Kayıt dışı, iki yönlü bozucu süreç başlatmaktadır. Öncelikle bu işlemin konusunu teşkil eden mal veya hizmetlerin hâsılatı, ya yastık altı veya yurt dışı edilmekte veya gerçek sahiplikleri peçelenerek çalıştırılmaktadır. İkinci olarak ta kayıt dışı kalan maliyetler için sahte belge ortamı doğmakta, mali ve hukuki sonuçları çok daha bozucu başka sorunlara yol açılmaktadır. 
Bu yazıda, gayrimenkul mevzuatının, işlemleri kayıt dışına itme ve bu çarpık yapıyı sürdürmedeki aksaklıkları incelenmiş ve aşağıdaki tespit ve önerilerde bulunulmuştur. 
Gayrimenkullerde Vergi ve Harçlara Matrah Olan Değer Karmaşası           
Gayrimenkul mülkiyetinin, elde edilme, elde tutulma ve el değiştirme aşamalarındaki tasarruflar üzerinden alınacak kamu paylarının belirlenmesinde farklı işlem bedelleri ihdas edilmesi ve bu mülklerin zaman içerisinde oluşan maliyet değeri kayıpları ile piyasa değer artışlarının mahiyetinin tartışmaya açık olması sebebiyle, vergi ve harçlara matrah olacak değerleri üzerinde mevzuatta birlik ve istikrar sağlanamamaktadır.  
Halen gayrimenkullerden alınacak kamu paylarının hesabına esas olacak bedelin tespitinde değerler karmaşası yaşanmaktadır. Öncelikle, beyan değeri, vergi değeri, işlem bedeli, rayiç bedel, devir ve iktisap bedeli, emsal bedel, kayıtlı bedel, maliyet bedeli, satış bedeli, alım-satım bedeli, takdir edilen bedel, sözleşmede yazılı bedel, yeniden değerlenmiş bedel, düzeltilmiş değer, envanter bedeli, değer bahası kavramlarının yol açtığı karmaşanın sadeleştirilmesi gerekmektedir.  

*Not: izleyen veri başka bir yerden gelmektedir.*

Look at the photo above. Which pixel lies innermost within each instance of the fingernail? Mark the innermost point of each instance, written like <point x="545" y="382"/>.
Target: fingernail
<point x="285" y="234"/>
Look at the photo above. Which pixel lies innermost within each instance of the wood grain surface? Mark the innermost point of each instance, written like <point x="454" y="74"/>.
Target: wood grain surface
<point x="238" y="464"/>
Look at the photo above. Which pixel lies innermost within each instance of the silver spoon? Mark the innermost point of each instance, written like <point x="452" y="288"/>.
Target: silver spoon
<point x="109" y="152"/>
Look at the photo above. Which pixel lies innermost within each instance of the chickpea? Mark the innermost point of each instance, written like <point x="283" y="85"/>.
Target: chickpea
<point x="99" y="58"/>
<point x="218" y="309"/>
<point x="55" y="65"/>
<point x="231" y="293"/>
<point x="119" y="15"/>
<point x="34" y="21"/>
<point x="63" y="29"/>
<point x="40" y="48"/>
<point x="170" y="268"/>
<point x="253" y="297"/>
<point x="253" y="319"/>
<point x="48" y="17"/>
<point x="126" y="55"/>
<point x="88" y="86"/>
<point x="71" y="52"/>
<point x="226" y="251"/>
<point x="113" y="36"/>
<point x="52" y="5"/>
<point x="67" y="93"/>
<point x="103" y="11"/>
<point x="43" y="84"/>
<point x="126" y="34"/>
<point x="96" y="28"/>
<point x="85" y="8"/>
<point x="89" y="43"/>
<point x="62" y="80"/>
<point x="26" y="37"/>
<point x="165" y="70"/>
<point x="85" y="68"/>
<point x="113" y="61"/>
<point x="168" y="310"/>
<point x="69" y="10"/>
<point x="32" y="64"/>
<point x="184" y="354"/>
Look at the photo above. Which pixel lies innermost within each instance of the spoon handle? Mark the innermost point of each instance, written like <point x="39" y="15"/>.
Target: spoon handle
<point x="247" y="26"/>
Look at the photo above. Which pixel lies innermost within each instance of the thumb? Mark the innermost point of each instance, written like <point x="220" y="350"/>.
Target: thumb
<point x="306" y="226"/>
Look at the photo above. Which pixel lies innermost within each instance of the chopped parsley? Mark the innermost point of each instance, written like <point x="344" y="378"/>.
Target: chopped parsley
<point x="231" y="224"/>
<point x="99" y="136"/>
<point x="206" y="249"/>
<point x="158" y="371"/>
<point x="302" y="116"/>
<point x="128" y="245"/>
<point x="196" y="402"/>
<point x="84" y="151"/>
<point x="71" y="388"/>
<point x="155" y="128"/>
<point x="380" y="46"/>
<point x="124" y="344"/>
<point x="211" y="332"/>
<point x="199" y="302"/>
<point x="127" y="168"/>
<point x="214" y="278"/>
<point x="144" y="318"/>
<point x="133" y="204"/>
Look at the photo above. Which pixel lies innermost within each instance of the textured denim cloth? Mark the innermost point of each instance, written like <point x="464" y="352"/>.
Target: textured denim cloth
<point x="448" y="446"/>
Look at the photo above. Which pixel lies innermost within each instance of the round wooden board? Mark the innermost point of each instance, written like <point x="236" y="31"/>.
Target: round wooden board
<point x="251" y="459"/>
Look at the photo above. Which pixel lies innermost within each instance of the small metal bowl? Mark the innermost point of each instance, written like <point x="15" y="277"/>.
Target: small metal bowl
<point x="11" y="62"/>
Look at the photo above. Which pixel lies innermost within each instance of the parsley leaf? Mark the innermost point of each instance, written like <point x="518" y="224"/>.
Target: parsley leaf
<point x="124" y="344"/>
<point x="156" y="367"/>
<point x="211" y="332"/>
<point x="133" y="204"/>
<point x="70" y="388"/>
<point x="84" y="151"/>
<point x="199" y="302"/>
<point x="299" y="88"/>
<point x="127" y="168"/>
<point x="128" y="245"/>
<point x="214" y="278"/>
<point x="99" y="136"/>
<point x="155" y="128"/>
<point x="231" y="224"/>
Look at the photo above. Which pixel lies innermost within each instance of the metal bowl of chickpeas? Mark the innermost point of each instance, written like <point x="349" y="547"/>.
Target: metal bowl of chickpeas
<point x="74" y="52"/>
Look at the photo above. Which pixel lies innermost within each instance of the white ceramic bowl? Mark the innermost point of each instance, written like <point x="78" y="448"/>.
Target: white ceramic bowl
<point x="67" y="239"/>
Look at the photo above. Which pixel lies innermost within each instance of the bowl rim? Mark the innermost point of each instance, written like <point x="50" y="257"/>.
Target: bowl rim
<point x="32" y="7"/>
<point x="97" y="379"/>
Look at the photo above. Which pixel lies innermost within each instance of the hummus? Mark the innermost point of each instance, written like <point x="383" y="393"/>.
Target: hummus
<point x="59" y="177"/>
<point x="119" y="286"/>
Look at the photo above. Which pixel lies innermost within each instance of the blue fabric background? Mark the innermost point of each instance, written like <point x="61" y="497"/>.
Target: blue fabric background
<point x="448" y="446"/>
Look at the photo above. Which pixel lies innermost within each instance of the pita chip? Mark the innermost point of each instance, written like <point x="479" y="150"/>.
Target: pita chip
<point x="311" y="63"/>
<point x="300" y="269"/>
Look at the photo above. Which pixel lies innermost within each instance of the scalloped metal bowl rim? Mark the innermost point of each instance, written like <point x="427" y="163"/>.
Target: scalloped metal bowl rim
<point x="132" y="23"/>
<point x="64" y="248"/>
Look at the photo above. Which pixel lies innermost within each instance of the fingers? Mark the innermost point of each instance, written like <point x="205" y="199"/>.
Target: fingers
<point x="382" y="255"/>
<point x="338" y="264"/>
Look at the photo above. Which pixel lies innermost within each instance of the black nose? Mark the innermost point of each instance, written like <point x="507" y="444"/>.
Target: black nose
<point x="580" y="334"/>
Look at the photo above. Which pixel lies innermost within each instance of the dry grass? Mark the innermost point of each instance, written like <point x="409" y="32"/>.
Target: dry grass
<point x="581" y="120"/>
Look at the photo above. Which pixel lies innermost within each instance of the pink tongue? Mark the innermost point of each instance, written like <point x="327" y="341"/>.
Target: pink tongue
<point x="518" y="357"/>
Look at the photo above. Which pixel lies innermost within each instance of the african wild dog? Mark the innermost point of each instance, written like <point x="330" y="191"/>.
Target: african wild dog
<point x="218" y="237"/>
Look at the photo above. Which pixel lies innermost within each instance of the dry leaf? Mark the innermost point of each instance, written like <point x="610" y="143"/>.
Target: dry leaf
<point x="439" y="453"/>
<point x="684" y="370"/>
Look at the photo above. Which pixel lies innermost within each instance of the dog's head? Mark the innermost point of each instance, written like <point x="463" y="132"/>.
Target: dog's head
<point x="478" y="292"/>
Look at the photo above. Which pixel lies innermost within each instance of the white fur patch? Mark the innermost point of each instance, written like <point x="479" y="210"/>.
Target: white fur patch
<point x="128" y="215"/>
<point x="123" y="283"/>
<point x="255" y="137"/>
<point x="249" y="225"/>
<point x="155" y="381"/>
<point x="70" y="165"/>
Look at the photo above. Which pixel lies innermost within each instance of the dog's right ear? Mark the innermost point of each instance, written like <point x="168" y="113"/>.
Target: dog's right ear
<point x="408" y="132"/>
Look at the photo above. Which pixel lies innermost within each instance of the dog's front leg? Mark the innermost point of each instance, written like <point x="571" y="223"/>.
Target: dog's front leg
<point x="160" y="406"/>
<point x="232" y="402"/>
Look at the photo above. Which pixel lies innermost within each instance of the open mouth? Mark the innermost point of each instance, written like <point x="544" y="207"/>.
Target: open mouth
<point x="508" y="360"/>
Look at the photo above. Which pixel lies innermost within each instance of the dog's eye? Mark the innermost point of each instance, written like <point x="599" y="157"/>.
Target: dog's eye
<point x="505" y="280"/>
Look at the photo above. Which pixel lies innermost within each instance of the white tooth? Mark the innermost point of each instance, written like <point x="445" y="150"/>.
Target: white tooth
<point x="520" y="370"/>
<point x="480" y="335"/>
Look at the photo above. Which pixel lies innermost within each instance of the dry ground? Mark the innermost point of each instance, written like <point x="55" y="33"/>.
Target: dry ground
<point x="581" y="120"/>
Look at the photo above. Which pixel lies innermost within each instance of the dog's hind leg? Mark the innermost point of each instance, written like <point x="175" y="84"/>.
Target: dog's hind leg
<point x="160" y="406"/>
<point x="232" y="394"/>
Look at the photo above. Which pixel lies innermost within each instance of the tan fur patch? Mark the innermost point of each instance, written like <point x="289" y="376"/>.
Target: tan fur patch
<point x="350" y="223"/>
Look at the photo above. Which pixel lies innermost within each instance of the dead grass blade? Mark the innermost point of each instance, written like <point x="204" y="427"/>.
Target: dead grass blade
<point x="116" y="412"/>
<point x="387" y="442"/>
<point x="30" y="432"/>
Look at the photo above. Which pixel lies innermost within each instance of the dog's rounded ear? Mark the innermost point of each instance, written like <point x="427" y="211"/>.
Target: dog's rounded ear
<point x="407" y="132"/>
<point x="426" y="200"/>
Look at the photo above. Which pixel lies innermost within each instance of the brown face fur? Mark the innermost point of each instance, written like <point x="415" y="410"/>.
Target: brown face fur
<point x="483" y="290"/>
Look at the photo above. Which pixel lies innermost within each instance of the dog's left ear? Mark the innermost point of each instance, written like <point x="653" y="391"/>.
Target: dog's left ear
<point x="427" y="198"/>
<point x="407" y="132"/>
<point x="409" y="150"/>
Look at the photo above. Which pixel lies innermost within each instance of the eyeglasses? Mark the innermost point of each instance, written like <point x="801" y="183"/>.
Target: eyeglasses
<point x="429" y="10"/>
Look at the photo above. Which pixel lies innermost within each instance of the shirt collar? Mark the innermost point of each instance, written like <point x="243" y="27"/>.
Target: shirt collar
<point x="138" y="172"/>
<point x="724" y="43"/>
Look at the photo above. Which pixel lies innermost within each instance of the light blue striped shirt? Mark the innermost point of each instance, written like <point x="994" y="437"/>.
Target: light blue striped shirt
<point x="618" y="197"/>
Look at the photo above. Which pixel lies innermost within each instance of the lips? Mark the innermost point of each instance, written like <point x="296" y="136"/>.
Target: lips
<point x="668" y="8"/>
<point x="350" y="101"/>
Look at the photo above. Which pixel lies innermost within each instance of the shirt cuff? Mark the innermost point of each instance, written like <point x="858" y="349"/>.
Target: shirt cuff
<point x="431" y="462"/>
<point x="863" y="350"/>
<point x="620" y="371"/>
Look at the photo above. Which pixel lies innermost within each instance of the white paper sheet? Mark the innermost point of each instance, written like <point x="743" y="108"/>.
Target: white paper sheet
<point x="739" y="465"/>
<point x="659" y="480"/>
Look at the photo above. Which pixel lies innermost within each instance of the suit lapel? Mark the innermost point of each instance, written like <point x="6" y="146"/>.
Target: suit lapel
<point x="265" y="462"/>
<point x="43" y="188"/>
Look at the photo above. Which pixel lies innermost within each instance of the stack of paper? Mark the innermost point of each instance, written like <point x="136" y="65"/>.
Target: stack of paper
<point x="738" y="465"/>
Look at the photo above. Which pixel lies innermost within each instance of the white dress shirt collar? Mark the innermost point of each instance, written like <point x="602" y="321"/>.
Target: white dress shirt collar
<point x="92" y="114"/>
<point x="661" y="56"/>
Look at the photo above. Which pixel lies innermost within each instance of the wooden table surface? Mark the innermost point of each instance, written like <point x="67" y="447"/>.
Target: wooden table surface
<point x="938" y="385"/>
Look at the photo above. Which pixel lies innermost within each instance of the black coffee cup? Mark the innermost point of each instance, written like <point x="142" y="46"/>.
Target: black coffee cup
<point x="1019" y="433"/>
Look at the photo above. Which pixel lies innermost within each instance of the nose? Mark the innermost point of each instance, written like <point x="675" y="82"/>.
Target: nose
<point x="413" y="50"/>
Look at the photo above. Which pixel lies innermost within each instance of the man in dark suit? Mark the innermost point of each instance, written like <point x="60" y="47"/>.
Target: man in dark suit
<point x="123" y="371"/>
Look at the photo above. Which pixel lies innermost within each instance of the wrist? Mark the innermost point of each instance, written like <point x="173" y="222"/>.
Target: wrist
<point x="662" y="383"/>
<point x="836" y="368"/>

Sadeleştirme sonucu, gayrimenkul üzerinden alınacak harcama ve servet vergilerinde vergi değeri, vergi değeri bulunmayan veya bilinmeyen hallerde ve gelir üzerinden alınacak vergilerde ise işlem bedeli esas alınmalıdır. 
Vergi değeri, 213 sayılı VUK’nun 268nci maddesinin de atfı ile 1319 sayılı emlak vergisi kanununun 29ncu maddesinde yapılan tarife göre 01/01/2002tarihinden itibaren, beyan edilen veya gerçekleşen bir değer olmayıp bir takım süreçlerden geçerek kesinleşen, bina ve arazi vergilerinin tarhına esas alınan götürü bir bedeldir.  İşlem bedeli ise, gerçekleşen bedel olarak tanımlanmalıdır.  
Tapu Devir İşlemlerinde Harca Esas Değer Vergi Değeri Olmalıdır 
Gayrimenkul devir ve iktisaplarında tapu ve kadastro harcı, emlak vergisi değerinden az olmamak üzere, beyan edilen devir ve iktisap bedeli üzerinden hesaplanmaktadır. Yukarıda sayılan değerler karmaşası ve alıcının, satıcının veya bunların vekilleri ile aracılarının özel hallerinden veya gayrimenkulün niteliğinden kaynaklanan sebeplerle veya tapu işlemlerinin aleniyetinin doğurduğu başkaca mahzurlarla ve aşağıda belirtilen düzenlemedeki ifade çelişkisinin de katkısı ile, yaygın olarak beyan değerinin vergi değeri olarak anlaşılması sebebiyle, tapu dairelerinde devir işlemi için hazırlanan akitlerde, gerçekleşen bedel ve bu bedelin tahsil veya tediye şeklinin detayları kayda geçirilemeyip, işlem vergi değeri üzerinden yapılmaktadır. Böylece devir ve iktisap bedelinin vergi değerinden daha düşük olduğu hallerde, ayrıca açıklayıcı bir beyanda bulunmadıkça vergi değeri devir ve iktisap bedeli sayılırken, devir ve iktisap bedelinin vergi değerinden yüksek olduğu hallerde, vergi değeri üzerinden tesis ettirilmiş işlemlerde, işleme taraf olanlar vergi kaçırma töhmeti altında tutulmakta, bu işlemlerin telafi edilmesi de mümkün olmamaktadır.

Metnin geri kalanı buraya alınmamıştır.